Outside Bob Roberts’s saloon Frank O’Donnell stood squinting, evidently sober. He and Finnegan and that lot hadn’t been doing much drinking of late, Pack had noticed. Possibly they were afraid a crowd of Stranglers might come upon them when they were drunk.
O’Donnell’s shirt, half undone in the heat, showed the weathered bronze of his chest. He was tossing a nickel until he missed his catch. The coin fell into the dust of the street, sinking and disappearing as if into murky water. O’Donnell’s pitted face was still, a study in stoicism.
Beneath the bluff along the river Pack heard the boom of grouse cocks and the merry warbling gossip of snow buntings. He needed to be away from the smell of town; he walked across the railroad bridge to the left bank and climbed the slope below the château and came upon two bonneted maids pushing the babies around in their landau-hooded prams. On the hillside nearby the lady Medora was painting, working under a parasol umbrella whose long pointed stake was jammed into the earth beside her. At that moment, apparently unaware of Pack’s presence between junipers, Theodore Roosevelt came up, riding the blasted horse Manitou about which he never stopped boasting, and addressed himself to the nearer of the maids: “Be so kind as to commend me to your mistress.”
Pack listened dispiritedly to the loud racket of grasshoppers. It was a terrible time for black flies and mosquitoes and midges. He watched the maid speak to Lady Medora; her mistress looked up with a smile. As the horseman approached she watched him with what appeared to Pack to be a slanting vitality that could not help but incite him.
“Well, madame, by George I am dee-lighted to be at your service.”
The astonishing hubris of the cad!
She rose to meet him, her clothes rustling, and as Pack watched the dazzlement he felt ruddy blood rise in his cheeks.
He knew he should step forward and announce himself.
She wore a trim burgundy habit and a jaunty eagle feather in her hat. He wanted to kiss her eyelids.
There was a melody always in her; it was softly in her voice when she spoke to Roosevelt. “How good to see you. Do you mind the heat awfully?”
It was abundantly clear they were absorbed in each other, so much so that Pack felt forcefully excluded. He turned and walked away.
At the bridge Joe Ferris stood with Huidekoper. They were looking uphill past Pack. Joe was saying, “—the Markee’s pampered pathetic concubine.”

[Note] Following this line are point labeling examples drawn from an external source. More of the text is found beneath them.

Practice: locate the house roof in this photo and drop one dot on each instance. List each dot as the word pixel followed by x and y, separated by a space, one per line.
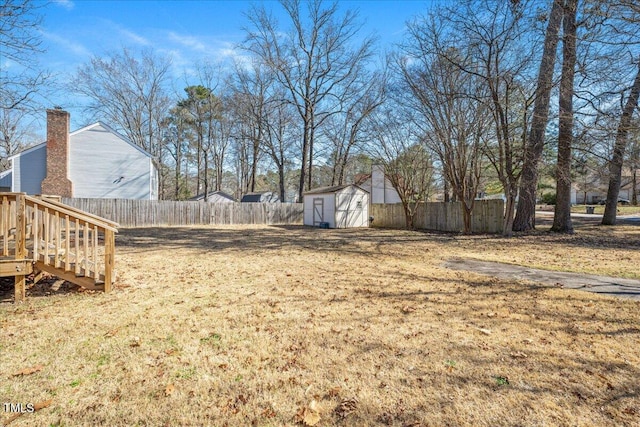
pixel 333 189
pixel 86 128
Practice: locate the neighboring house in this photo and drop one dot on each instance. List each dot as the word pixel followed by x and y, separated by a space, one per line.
pixel 214 197
pixel 264 197
pixel 341 206
pixel 93 162
pixel 594 190
pixel 378 185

Huidekoper replied, “The way you talk, you’d think the poor woman were a Temptation—part of the arsenal of evil with which the satanic De Morès is attempting to subvert and corrupt the good Roosevelt. Why Joe, you’re even more suspicious than I am!” He looked up. “Morning, Arthur.”

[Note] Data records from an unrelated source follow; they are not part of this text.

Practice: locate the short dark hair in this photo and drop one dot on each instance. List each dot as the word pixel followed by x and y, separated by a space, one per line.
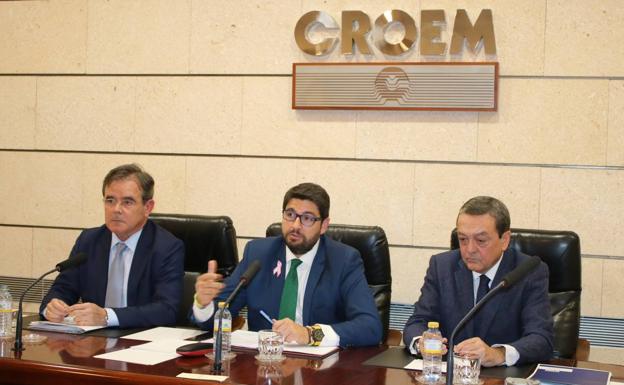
pixel 487 205
pixel 311 192
pixel 128 171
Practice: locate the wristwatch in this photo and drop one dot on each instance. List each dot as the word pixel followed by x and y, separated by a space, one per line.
pixel 315 335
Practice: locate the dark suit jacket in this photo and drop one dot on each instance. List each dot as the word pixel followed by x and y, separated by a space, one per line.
pixel 154 285
pixel 518 316
pixel 336 294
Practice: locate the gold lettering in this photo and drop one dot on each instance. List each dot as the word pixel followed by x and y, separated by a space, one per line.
pixel 355 26
pixel 307 22
pixel 482 30
pixel 381 25
pixel 431 22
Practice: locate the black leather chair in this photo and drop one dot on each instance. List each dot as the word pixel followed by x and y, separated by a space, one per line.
pixel 205 238
pixel 561 251
pixel 372 244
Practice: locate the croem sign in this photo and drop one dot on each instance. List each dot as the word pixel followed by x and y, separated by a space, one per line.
pixel 356 25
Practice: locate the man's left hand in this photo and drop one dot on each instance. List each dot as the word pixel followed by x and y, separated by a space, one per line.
pixel 475 347
pixel 292 332
pixel 88 314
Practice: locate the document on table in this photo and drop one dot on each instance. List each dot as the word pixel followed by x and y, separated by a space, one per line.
pixel 418 363
pixel 150 353
pixel 61 327
pixel 555 374
pixel 159 333
pixel 249 340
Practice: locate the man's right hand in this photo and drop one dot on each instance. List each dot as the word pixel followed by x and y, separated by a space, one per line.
pixel 56 310
pixel 208 285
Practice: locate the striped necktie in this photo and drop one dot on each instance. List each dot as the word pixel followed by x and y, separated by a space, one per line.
pixel 116 273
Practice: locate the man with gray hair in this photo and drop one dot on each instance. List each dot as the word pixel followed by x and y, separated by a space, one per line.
pixel 515 326
pixel 134 271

Pack snapped, “Gentlemen, I surely pity you, for you obviously can’t tell who is subverting whom.”
They laughed at him. It was no use. Blasted by the malevolent purgatorial sun, Pack took refuge in the shade of his office and mixed a Seidlitz powder for his hangover.

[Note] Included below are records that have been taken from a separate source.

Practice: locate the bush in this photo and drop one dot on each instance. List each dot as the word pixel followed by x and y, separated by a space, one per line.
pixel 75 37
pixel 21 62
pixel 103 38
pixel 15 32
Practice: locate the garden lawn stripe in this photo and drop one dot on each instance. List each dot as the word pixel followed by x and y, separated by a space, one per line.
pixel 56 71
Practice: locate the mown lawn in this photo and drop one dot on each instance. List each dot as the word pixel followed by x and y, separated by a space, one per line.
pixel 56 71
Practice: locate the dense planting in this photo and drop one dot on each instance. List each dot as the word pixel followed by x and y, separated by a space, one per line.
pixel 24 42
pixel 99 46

On the tenth of July the thermometer in the shade of the porch of The Bad Lands Cow Boy registered 125 degrees and the strong hot wind seemed to be killing almost every green thing in the country. Two crows on a branch outside the Cow Boy shack argued with considerably less raucousness than usual. There had been no rain since April—no growing season for grass; the great range meadows were bone dry. On his rides out of town in search of news and gossip, Pack found the grass brown and wilted, the atmosphere dismal amongst the Bad Landers. Sagebrush had roots deeper than grass, so it would survive where grass would not; but even those clumps had gone a dry chalky blue color. Here and there he saw sickly green leaves on some of the willows and cottonwoods that grew where the subsoil was moist. Fall’s colors had arrived three months early. Junipers had gone grey and the ash trees were moulting leaves that went burn-brown without ever turning gold; and even in the sheltered coulees the graze had nearly all been killed by the hot winds.